- Speaking of dead people and pictures, we're back in the sitting-room (aka the Hall of Dead Relatives), and Lavinia's by herself.
- She yells at the pictures, saying she did what they wanted her to do and they should leave her alone.
- Orin suddenly walks in, moving kind of like a robot.
- He manages to startle Lavinia, but things are only going to get weirder.
- Orin tells her that he's just come from the study, where he thought he'd find Christine waiting for him. For obvious reasons, he's wrong.
- The pictures hanging in the sitting-room frighten him.
- He says he hopes they'll leave him alone, and Lavinia tells him to knock off the strangeness.
- Trying to get him to think about anything other than their dead mother, Lavinia asks Orin if he's excited to see Hazel again.
- All Orin says is that he doesn't understand why she's been talking about Peter and Hazel the whole way back home.
- She says it's because they need to focus on living in the present and trying to be happy.
- Orin says he can't get over how much like Christine Lavinia's become in the past months.
- Rather than being grossed out by this, Lavinia actually seems kind of flattered.
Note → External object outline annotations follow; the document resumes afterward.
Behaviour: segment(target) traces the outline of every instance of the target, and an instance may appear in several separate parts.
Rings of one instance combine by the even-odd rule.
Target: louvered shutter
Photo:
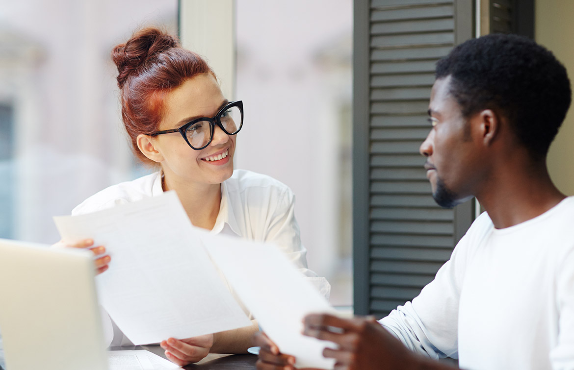
[[[490,0],[488,33],[517,33],[534,38],[534,0]]]
[[[355,3],[355,312],[382,317],[418,295],[472,220],[436,205],[418,147],[436,62],[472,36],[473,1]]]

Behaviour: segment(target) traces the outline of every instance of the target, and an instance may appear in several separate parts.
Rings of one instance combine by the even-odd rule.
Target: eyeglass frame
[[[239,111],[241,112],[241,122],[239,123],[239,127],[235,133],[230,133],[227,131],[227,130],[223,127],[223,124],[221,123],[221,115],[227,110],[234,107],[237,107],[239,108]],[[191,144],[189,143],[189,141],[187,138],[187,135],[185,134],[185,131],[189,126],[197,123],[200,121],[207,121],[210,124],[210,139],[207,141],[207,143],[202,146],[200,148],[195,148],[192,146]],[[162,135],[164,134],[171,134],[172,133],[179,133],[183,137],[187,145],[189,146],[192,149],[194,150],[201,150],[207,147],[211,143],[211,141],[214,138],[214,133],[215,131],[215,125],[219,126],[219,128],[222,129],[224,133],[227,135],[236,135],[241,128],[243,127],[243,100],[235,100],[235,102],[231,102],[227,104],[218,112],[213,117],[210,118],[209,117],[199,117],[199,118],[196,118],[193,119],[189,122],[183,124],[177,128],[172,128],[171,130],[164,130],[162,131],[157,131],[154,133],[152,133],[151,134],[148,134],[150,136],[157,136],[158,135]]]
- Off in his own guilt-ridden world, Orin goes on about how Lavinia looks, acts, and thinks like Christine, and how weird it is that Lavinia killed her only to become her.
- Lavinia says she's sick of that kind of nonsense and wouldn't have brought him back home if he wasn't over saying stuff like that.
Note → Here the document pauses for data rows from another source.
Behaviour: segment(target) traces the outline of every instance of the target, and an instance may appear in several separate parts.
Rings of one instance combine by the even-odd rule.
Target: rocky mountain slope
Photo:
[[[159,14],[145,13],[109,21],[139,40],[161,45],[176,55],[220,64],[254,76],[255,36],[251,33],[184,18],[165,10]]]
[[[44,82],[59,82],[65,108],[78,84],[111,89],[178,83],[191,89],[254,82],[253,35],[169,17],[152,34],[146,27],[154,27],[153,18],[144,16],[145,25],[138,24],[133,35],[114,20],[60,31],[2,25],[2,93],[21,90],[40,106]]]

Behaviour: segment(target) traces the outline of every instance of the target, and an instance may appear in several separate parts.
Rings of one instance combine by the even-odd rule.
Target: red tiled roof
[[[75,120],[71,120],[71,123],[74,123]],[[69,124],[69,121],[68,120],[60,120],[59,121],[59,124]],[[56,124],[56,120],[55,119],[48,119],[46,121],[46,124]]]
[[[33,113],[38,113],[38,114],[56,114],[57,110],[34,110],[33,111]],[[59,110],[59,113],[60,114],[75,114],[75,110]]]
- Orin says something about it being his brotherly duty to get her off the island—which is a big hint that some not-so-cool stuff went on there.
- Lavinia tries to convince Orin he doesn't need to feel guilty. It's taking every ounce of Lavinia's energy to convince her brother that mommy was a murdering adulteress who got what she deserved.
- Peter shows up and is stunned that they're back so soon. And by how much Lavinia has grown to look like her dead mother.
- Of course, the fact she's wearing a dress that's her mom's favorite color probably doesn't help.
- Peter finds himself overcome with love and lust for this newly voluptuous Lavinia.
- Like some kind of lost kitten, Orin has wandered over to a window and is staring out of it.
- Lavinia tries to get his attention.
- After a little polite chatter between Peter and Orin, Orin mentions that Lavinia's adopted Christine's signature color.
- Lavinia and Peter brush it off. Peter asks all about her travels.
- Orin mentions that they spent some time in the South Pacific islands, a regular tropical paradise.
- Not wanting to make Peter jealous, she said she didn't really have that much fun.
- Orin, who's decided to be a butt-head, mentions that Lavinia didn't mind checking out men while they were there. Especially this one guy named Avahanni.
- Doing her best to brush it off, she tells Orin to quit being a little fibber, babying him the way Christine used to (O'Neill really wants us to notice a pattern here), and telling him to go find Hazel.
- He goes, but not without giving Peter a dirty look.
- When Peter wonders about why Orin's acting so strangely, Lavinia chalks it up to him never being quite right after the war, and that grief has made it worse.
- Lavinia gets to flirting with Peter, talking about how much the islands changed her for the better and how much she missed him.
- She literally throws herself at Peter, and says she wants to be married—but then remembers that she can't leave Orin alone.
- (Lavinia blames it on the way he's grieving, but it's really because she's afraid he'll talk about Brant's murder).
- They agree to marry anyway.
- Peter says Orin can live with them, and that they'll try and make him better. They seal their agreement with a kiss just as Orin and Hazel show up.
- Orin realizes what's just happened.
- At first he seems jealous, but then he acts strangely happy.